Zeljko Lucici im Probekostüm als Sharpless
Während
mit Greorgina Lukács und dem Tenor
Bojidar Nikolov (Pinkerton) Gastsänger für die Premiere vorgesehen
sind, ist die Partie des Sharpless durch Zeljko Lucic mit einem
Ensemblemitglied der Oper Frankfurt besetzt. Das Haus weiß, was es an
dem jungen, jugoslawischen Bariton besitzt. Als amerikanischer Konsul
wird es für Lucic nach Silvio (I pagliacci), Lescaut (Manon Lescaut),
Conte di Luna (Il trovatore) und Ford (Falstaff) bereits die fünfte
Premiere an der Oper Frankfurt in nur drei Jahren sein. Hinzukommen
neben Repertoirvorstellungen zwei konzertante Aufführungen von Verdis
Oper Attila an der Alten Oper, bei denen Zeljko Lucic als Ezio an der
Seite des italienischen Basses Roberto Scandiuzzi (Attila) glänzte.

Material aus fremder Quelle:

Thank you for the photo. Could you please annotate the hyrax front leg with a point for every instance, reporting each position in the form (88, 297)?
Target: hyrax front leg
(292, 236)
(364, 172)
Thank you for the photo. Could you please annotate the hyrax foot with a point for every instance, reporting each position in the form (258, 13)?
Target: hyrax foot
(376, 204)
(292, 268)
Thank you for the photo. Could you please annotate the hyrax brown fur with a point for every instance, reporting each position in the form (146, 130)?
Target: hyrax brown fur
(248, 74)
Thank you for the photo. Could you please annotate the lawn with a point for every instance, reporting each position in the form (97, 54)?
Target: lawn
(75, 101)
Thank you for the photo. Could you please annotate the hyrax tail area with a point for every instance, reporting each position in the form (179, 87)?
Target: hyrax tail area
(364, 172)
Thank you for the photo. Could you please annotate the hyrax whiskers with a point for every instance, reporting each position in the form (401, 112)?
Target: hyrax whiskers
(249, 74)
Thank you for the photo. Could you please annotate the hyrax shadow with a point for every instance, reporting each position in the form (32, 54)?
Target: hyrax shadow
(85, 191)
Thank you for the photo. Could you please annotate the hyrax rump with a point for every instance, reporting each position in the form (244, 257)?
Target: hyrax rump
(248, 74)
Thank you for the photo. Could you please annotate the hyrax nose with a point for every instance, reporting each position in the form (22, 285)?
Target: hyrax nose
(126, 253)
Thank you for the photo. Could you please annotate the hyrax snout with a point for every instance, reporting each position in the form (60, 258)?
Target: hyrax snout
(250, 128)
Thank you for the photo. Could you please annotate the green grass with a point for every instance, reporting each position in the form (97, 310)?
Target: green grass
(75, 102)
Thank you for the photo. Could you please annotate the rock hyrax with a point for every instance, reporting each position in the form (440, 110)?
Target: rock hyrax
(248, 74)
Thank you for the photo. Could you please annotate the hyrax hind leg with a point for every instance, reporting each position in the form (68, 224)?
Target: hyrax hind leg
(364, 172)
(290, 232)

1998 war Zeljko Lucic an die Oper Frankfurt gekommen, "Ich wollte
gerne nach Deutschland an ein Haus mit Ensemble gehen, an dem ich auch
die Chance haben würde, die großen Partien zu singen." Sein
damaliger Zwei-Jahres-Vertrag wurde mittlerweile bis 2005 verlängert
und weitere Partien in Neuinszenierungen wie Posa in Don Carlos oder
Renato in Un ballo en maschera sind in Frankfurt auf langer Sicht
geplant. Hinzukommen zahlreiche Verpflichtungen an der Semper-Oper in
Dresden (u.a. Un ballo en maschera, Falstaff, Don Carlos) und
Il trovatore an der Staatsoper Hamburg.
Verdi,
dafür schlägt Zeljko Lucics Herz, "Er hat für den Bariton großartige
Partien geschrieben. Er ist für mich das Zentrum meines
Schaffens." Puccini steht er dabei nicht so wohlwollend gegenüber,
"Er hat vor allem für die Soprane komponiert, gelegentlich für
den Tenor, aber nur ganz selten einmal für den Bariton." Gesungen
hat Zeljko Lucic die Partie des Sharpless bereits in seiner Zeit an der
Belgrader Nationaloper, wo er von 1995 bis 1998 tätig war. Und wenn er
so ganz ehrlich ist, mit der damaligen Inszenierung konnte sich der 33jährige
mehr anfreunden, als mit der Neuinszenierung in Frankfurt, "Ich bin
für klassische Aufführungen. Wenn es nach mir ginge, würden alle
Opern so aufgeführt werden, wie sie im Libretto stehen. Aber, ich bin
ein professioneller Sänger und muß das umsetzen, was der Regisseur von
mir verlangt." Und er fügt hinzu, "Das wichtigste ist für
mich in der Oper ohnehin der Gesang, alles andere kommt erst
danach." Daß er in Nels Inszenierung als Sharpless, der vom
Libretto her schon fast väterliche Gefühle für Butterfly entwickelt,
keine Emotionen zeigen darf, gefällt dem Vater zweier Söhne nicht, da
freut er sich schon mehr auf die Wiederaufnahme von La traviata im
November, wenn er als Vater Germont auf der Frankfurter Bühne stehen
wird.
Puccini
hat viel Arbeit in die Recherche über das Leben in Japan zur Zeit um
die vorletzte Jahrhundertwende und die japanische Musik gelegt, wobei er
seinem musikalischem Stil auch in Madama Butterfly treugeblieben ist.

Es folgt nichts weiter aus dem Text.